Just a few years ago I wouldn't have dreamt of installing "public-domain" software on a production system. The thinking went that only commercial software would provide a recourse mechanism in case bugs were encountered. Management required that there be concrete resources available to resolve problems. This was quite a reasonable approach at the time, especially for "industrial-strength" applications which would be sold to customers. It was inconceivable to people who had been in the industry for years that freely available code would be the equal of products which had been developed using stringent methodologies. Times certainly have changed!

Arguably the most popular web server these days is Apache, the result of an incredible orchestrated effort by people from all over the world. Extensions include mod_perl and mod_jserv, permitting the Apache web server to provide both CGI and Java Servlet support. The mod_ssl extension allows the server to function as a secure server. The software is freely available and I have installed it on a number of servers, including my home system. This is industrial-strength software which is being utilized by companies, both large and small, who wish to deploy inexpensive but bullet-proof web servers.

Perl is another public-domain package which has actually been available for a good many years. It's often used by system administrators for "quick-and-dirty" tasks. While available on a fairly wide variety of platforms, it's not generally provided as part of the operating system by UNIX vendors. I find that the Perl aficionados tend to be the same sort of people as the ones who swear by EMACS. While I won't argue that Perl can be used to develop special-purpose utilities quite rapidly, I prefer the portability of the Bourne shell. Also consider that not everyone is familiar with Perl while any UNIX system administrator will know the Bourne shell. A personal bias I know, but I'd rather dig through a shell script than a Perl program. Still, Perl is another example of a mature public-domain project.

Since I am currently focusing on CORBA, I've recently had the opportunity to evaluate a number of commercial products. While some of these products incorporate some fairly sophisticated features, I've been most impressed by JacORB. This is a free ORB written entirely in Java. It incorporates all of the features typically needed for CORBA deployment, including an Implementation Repository and an IIOP proxy. This package is well-documented and competes very well with the commercial products, both in features and performance. When faced with the prospect of spending $25,000 or more for the commercial packages (once licenses are included) or spending nothing on JacORB, it's a no-brainer for most small companies. Once again, industrial-strength software, freely available and the peer of commercial software.

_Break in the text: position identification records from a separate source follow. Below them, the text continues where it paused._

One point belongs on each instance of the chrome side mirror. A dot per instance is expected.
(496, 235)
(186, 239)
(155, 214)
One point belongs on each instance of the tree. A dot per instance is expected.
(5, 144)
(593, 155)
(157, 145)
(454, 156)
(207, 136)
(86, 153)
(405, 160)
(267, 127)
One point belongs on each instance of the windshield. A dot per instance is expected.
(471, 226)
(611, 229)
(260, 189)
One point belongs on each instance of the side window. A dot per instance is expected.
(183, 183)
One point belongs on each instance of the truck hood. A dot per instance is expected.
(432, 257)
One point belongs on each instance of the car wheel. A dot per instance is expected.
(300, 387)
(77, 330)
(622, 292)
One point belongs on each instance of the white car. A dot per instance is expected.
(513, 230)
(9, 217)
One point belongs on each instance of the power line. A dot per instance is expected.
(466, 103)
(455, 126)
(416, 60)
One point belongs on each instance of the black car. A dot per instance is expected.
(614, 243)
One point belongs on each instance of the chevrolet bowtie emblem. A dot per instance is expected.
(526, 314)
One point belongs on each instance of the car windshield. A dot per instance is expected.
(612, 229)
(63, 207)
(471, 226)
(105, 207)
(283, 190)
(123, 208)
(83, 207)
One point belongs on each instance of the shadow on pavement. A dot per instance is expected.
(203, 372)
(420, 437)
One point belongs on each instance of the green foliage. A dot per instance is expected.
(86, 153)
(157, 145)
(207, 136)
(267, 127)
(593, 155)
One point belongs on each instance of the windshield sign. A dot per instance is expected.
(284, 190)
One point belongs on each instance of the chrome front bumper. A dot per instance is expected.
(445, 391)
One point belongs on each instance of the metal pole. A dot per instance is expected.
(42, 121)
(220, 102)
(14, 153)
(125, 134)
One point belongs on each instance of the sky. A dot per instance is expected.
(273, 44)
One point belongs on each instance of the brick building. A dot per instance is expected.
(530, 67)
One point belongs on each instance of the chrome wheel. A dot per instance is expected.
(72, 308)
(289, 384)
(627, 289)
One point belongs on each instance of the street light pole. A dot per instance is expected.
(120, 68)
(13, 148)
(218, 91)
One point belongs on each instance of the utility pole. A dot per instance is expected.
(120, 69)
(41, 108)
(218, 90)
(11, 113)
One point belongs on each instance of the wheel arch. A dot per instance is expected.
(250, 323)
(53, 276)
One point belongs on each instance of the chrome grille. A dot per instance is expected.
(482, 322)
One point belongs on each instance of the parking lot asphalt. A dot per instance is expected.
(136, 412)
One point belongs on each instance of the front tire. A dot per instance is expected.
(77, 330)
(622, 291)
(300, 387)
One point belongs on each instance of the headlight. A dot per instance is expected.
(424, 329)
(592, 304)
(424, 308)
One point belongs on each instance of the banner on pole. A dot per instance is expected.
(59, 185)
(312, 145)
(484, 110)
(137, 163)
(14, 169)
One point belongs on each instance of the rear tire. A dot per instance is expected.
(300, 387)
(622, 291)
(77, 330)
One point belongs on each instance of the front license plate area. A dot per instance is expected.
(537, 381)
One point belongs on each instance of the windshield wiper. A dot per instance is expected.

In a different class of software is the Star Office suite from Sun Microsystems. Here is a product which competes directly with Microsoft® Office. It is available for free download and has the capability to read and write files which are compatible with the Office applications. Considering that Office 2000 prices range from $434.95 to $699.95 (according to PC Connection ®,) a free office suite is very attractive. Star Office is also available for the Linux platform, enabling one to assemble a fully functional workstation for the cost of the hardware alone. Sun's motto is that "The Network is the ComputerTM" and they have an established record of making software available at no cost. After all, it was Sun who developed Java and unleashed it on the world barely five years ago.

So where is this all leading us? I'm excited by the prospect of software development teams, geographically dispersed, capable of producing industrial-strength products. The distributed team approach has, in my opinion, proven more effective than the centralized approach taken by most large companies. Whether the goal is altruistic or for-profit, it's a development model which I believe is going to be embraced by leading-edge developers over the next few years. Of course, there are a number of other pressures leading to the same conclusion and I've discussed some of them in my previous editorials. Does this mean that we're going to see the end of monolithic suites such as Microsoft® Office? I don't believe so, since there will always be "power users" who require the capabilities provided by such products. That being said, I do believe that the 'net and the "universal client" (web browser) will significantly affect the way that most of us interact with computers in the not too distant future.